Aşk, onun görkemli birkaç gecesini süslediği cicili bicili olabilirdi. Ancak Hans'ın dağılmaması için biraz umut bulması gerekiyor. Acı verici bir şimdiki zamandan geçmek, Hans'ı yavaş, ağır ve ölmekte olan bir varoluşa bağlar.

Bu romanın büyüsü, telefonda oturan kişinin içgörü seviyesidir. Anıları, mutlu olduğu anları sunmak için bizi hayatının filminden geçiriyor.

Tekrar tekrar moloz yığınına dönüşen adamı düşünürüz ve bir kez daha varoluşunun üzerinden uçmak için onun hayal gücüne saldırırız. Hans'ın içlerine doğru bir yolculuk, imparatorluk Almanya'sı ile yok edilmiş imparatorluğun ortasında, kendi zamanının Avrupa'sının tarihi haline geliyor.

Bir palyaçonun görüşleri

Katharina Blum'un Kaybolan Onuru

Bir kitabın ne zaman okunduğuna bağlı olarak, yazarın şu veya bu niyeti tahmin edilebilir. O zamanlar ahlaki bir eser olarak anlaşılabilen şey, şimdi uzun zaman önce hüküm süren ahlakın bir parodisi haline geliyor.

Özet: Katharina Blum bir partiye katıldıktan sonra geceyi yeni tanıştığı bir adamla geçirir. Ertesi sabah Katharina, arkadaşının çeşitli suçlardan şüphelenildiğini keşfeder. O andan itibaren suç ortağı olmakla suçlanacak.

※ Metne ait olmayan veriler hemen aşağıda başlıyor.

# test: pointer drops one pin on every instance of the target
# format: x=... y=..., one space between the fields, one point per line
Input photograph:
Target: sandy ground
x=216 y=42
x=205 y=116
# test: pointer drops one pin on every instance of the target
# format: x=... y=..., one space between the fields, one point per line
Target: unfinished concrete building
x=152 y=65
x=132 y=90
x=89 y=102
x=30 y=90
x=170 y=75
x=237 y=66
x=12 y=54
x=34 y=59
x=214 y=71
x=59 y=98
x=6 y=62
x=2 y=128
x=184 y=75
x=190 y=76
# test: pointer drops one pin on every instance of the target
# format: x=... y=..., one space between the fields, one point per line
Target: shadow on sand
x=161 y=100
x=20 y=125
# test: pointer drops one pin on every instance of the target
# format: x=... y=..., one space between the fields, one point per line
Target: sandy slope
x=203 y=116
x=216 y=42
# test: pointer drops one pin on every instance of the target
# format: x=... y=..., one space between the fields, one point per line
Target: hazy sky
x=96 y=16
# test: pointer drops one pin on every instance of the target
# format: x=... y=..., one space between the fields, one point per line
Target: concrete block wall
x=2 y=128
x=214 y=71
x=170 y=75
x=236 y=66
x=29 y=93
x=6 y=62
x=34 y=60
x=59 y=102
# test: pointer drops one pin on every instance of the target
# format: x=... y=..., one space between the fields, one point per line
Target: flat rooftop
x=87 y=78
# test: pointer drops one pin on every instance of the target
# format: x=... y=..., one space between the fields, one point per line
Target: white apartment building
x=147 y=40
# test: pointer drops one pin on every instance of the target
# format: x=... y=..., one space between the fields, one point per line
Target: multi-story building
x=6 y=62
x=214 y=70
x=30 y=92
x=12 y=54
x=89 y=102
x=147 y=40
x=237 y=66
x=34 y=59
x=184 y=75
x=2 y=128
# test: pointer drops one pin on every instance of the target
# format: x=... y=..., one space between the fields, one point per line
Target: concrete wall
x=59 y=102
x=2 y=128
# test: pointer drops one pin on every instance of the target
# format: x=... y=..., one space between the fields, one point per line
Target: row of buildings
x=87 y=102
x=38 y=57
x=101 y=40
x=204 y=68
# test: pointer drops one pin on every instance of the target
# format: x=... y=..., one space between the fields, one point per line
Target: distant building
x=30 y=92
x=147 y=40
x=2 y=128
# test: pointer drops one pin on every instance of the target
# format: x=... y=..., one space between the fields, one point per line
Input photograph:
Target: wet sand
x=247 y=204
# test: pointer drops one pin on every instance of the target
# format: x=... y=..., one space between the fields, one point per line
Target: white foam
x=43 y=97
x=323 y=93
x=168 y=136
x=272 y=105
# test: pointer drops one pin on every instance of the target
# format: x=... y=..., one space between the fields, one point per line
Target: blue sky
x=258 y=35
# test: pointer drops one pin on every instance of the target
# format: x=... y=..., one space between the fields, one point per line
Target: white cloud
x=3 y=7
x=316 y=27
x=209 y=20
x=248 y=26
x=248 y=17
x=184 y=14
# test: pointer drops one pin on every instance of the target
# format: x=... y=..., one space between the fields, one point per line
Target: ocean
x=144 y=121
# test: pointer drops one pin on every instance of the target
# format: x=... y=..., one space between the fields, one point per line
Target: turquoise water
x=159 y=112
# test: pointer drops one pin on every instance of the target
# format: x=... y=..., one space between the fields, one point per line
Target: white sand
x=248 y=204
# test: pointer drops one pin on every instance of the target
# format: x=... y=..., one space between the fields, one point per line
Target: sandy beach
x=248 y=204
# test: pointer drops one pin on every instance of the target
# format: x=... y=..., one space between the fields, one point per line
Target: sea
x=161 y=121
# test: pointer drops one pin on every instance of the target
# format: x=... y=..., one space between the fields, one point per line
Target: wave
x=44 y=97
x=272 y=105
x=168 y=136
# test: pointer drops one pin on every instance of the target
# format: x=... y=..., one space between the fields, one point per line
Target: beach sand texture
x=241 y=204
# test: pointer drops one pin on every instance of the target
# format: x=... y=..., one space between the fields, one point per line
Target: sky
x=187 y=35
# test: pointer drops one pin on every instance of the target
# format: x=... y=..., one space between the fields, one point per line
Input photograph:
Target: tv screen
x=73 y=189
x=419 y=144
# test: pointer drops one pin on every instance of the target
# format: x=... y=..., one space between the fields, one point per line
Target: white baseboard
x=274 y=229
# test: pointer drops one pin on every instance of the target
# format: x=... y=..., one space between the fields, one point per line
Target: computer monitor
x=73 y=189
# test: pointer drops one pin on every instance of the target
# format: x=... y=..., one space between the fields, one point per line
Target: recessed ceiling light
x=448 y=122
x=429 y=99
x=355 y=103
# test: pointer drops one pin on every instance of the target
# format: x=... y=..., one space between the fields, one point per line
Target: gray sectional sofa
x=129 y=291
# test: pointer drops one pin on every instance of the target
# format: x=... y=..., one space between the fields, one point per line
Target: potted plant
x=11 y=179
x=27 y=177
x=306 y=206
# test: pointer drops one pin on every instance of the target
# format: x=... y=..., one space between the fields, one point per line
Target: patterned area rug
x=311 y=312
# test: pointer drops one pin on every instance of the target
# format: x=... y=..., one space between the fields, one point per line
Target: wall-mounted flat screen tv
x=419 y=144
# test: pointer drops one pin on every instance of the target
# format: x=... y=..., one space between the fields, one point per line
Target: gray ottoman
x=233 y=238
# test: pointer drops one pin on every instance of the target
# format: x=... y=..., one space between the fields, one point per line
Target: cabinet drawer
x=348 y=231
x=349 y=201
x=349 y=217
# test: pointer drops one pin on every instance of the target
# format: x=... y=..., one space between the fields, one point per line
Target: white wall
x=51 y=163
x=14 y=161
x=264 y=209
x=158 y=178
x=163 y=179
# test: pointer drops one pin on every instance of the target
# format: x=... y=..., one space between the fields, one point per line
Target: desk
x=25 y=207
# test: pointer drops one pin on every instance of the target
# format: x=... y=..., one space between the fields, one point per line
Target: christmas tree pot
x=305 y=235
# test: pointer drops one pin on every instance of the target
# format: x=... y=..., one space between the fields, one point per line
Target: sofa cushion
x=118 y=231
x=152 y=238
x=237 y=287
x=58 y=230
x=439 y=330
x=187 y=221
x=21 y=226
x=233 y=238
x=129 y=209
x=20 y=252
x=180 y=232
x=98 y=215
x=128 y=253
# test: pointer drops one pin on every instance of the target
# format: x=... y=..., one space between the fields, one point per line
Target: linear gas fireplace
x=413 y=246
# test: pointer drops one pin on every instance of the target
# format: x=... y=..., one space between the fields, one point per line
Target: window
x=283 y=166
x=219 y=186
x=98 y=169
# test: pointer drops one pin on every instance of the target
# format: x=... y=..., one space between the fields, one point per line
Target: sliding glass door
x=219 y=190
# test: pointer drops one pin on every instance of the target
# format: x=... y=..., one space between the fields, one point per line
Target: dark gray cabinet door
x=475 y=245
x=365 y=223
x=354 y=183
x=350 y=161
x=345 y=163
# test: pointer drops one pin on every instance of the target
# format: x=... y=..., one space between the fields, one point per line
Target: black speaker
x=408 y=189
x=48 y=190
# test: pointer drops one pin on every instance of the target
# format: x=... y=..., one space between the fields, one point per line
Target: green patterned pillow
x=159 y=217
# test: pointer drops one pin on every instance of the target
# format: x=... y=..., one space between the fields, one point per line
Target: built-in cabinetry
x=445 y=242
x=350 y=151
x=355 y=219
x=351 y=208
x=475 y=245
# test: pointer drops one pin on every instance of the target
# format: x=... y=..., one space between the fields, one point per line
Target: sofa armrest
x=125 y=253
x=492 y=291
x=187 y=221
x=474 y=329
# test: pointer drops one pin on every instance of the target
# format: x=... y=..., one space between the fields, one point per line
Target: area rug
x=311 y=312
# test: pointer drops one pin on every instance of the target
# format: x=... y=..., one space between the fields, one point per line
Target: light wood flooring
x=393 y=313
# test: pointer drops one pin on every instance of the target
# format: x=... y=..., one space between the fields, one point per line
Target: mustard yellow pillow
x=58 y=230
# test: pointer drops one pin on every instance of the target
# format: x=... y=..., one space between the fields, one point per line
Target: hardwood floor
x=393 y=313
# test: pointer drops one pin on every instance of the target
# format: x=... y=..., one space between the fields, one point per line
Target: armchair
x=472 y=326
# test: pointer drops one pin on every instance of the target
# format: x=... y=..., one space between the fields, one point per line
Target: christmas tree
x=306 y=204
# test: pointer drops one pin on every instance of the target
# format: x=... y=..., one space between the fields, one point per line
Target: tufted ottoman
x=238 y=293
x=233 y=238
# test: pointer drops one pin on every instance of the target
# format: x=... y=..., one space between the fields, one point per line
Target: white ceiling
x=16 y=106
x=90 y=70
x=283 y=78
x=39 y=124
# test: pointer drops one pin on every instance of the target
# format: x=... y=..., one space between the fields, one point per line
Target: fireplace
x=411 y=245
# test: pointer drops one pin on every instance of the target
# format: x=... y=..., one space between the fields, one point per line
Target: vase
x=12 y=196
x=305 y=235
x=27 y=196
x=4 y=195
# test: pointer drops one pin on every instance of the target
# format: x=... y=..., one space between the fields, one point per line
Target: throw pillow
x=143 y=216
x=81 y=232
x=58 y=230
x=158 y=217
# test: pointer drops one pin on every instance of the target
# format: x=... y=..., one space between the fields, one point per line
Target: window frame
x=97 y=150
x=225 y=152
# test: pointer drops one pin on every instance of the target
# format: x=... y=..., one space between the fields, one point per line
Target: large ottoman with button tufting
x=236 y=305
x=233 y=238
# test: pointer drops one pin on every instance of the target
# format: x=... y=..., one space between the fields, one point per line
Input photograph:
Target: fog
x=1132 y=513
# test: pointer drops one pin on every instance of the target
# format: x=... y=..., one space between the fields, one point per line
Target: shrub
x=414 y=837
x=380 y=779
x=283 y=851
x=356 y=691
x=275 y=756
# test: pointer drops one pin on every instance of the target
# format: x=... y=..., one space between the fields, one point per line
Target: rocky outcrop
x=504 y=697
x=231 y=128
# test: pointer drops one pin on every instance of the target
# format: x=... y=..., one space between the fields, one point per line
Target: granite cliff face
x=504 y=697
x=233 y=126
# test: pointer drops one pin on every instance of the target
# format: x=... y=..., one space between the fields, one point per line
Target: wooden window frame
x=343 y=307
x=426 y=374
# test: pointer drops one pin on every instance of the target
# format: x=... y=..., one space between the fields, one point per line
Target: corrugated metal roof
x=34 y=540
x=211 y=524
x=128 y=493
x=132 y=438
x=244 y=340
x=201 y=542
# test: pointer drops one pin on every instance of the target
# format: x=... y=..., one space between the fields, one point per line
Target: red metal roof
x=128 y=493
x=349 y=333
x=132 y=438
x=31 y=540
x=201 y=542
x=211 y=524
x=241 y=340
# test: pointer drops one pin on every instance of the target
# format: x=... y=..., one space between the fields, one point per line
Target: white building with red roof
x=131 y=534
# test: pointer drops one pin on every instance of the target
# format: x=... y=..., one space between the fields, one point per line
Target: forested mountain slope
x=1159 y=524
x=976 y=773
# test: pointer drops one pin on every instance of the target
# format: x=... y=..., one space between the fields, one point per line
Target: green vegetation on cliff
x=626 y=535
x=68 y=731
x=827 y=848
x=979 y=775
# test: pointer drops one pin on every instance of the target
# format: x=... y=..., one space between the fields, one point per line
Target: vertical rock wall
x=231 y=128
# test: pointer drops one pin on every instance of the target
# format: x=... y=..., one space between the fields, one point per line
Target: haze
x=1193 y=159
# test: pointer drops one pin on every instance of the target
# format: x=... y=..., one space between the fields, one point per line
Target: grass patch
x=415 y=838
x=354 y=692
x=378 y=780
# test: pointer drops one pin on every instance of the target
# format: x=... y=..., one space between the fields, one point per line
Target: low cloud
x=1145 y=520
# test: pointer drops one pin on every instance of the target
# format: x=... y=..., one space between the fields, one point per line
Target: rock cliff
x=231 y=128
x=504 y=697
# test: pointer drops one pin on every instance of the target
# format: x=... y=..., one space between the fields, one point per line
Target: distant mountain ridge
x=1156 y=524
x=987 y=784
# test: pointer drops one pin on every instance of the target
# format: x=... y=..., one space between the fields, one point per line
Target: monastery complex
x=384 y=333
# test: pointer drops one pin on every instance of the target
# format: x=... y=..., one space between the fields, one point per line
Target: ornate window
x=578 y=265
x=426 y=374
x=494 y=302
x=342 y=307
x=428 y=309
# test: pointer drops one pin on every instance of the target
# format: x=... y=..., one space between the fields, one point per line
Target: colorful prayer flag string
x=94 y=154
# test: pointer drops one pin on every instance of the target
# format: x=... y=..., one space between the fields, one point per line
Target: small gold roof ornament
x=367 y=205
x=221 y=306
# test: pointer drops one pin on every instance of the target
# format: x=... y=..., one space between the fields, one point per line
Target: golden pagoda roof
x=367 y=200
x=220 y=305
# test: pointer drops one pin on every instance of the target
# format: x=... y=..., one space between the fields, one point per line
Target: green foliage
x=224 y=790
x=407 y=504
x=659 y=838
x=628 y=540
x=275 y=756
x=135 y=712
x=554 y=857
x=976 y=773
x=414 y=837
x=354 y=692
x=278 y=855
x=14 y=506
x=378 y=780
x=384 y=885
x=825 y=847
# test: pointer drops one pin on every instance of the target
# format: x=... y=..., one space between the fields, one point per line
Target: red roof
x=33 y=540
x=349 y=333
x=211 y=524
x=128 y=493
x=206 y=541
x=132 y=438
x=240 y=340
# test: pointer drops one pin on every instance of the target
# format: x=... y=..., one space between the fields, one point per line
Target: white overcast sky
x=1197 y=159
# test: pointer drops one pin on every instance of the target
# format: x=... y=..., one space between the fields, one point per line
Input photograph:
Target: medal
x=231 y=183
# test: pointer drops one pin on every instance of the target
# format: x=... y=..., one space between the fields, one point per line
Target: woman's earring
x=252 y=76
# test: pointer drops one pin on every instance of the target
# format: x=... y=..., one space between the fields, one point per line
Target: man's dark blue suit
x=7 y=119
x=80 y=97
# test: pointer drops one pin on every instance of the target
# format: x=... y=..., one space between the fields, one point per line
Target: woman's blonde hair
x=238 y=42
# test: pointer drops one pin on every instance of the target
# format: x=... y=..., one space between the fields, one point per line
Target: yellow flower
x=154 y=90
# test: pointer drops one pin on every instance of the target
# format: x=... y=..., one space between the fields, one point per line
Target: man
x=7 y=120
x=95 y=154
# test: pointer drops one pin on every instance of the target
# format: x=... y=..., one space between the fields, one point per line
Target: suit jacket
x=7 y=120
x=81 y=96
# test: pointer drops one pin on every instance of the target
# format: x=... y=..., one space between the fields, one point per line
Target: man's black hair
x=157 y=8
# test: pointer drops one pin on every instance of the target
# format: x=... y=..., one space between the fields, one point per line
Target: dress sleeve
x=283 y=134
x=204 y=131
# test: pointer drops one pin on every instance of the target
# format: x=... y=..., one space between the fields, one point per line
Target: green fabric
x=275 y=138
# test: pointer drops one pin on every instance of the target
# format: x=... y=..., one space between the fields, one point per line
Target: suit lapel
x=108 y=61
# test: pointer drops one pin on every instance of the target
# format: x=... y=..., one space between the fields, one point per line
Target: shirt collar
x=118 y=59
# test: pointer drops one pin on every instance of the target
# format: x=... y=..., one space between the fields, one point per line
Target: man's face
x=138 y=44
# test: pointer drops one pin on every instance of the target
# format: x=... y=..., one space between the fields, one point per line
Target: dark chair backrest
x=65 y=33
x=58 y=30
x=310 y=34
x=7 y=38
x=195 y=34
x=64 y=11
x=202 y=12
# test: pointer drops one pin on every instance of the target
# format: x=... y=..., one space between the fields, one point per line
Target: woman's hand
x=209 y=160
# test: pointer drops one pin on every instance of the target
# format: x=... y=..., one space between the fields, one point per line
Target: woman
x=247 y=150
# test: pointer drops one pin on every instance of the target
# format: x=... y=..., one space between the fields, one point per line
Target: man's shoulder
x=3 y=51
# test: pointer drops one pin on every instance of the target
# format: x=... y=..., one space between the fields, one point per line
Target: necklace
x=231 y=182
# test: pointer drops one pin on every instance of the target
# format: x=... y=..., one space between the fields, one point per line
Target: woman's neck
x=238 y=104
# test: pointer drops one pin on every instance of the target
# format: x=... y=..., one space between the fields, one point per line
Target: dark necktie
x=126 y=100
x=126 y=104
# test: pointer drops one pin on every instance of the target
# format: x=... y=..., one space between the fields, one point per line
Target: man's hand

Basın, polis ve adalet sistemi onun itibarını yok etmek, hatta hayatını cehenneme çevirmek için birleşecektir. Heinrich Böll, polis raporu ile gazete haberini birleştiren bir üslupla sansasyonel medyayı ve iktidar mekanizmalarının kötüye kullanımını ateşli bir şekilde eleştiriyor. onun gününde Katharina Blum'un Kaybolan Onuru büyük bir satış başarısıydı.

Katharina Blum'un Kaybolan Onuru

Bayan ile grup portre

Birçokları için bu, herhangi bir kasaba, şehir veya bölgenin sosyal bir portresi olarak ne anlama geldiği için Böll'ün temel eseridir.

Özet: Aslen 1971'de yayınlanan Lady ile Grup Portresi, Heinrich Böll'ün ufuk açıcı eserlerinden biri ve aynı zamanda onun başlıca halk başarılarından biridir. Böll, hem çevik hem de karmaşık, dedektif anketini ve raporu birleştiren bir anlatı tekniği kullanarak, en yüksek katmanlarından açıkta yaşayanlara kadar tüm toplumun bir mozaiğini inşa ediyor.

Ahlaki bir savunucu ve gerçek bir büyüklüğün hicvi, Bir Hanımla Grup Portresi, Avrupa'daki mevcut krizin köklerini ortaya çıkaran çağdaş romanın şimdiden bir klasiğidir.

Bayan ile grup portre
5 / 5 - (11 oy)

Yorum yapın

Bu site spam'i azaltmak için Akismet'i kullanıyor. Yorum verilerinizin nasıl işlendiğini öğrenin.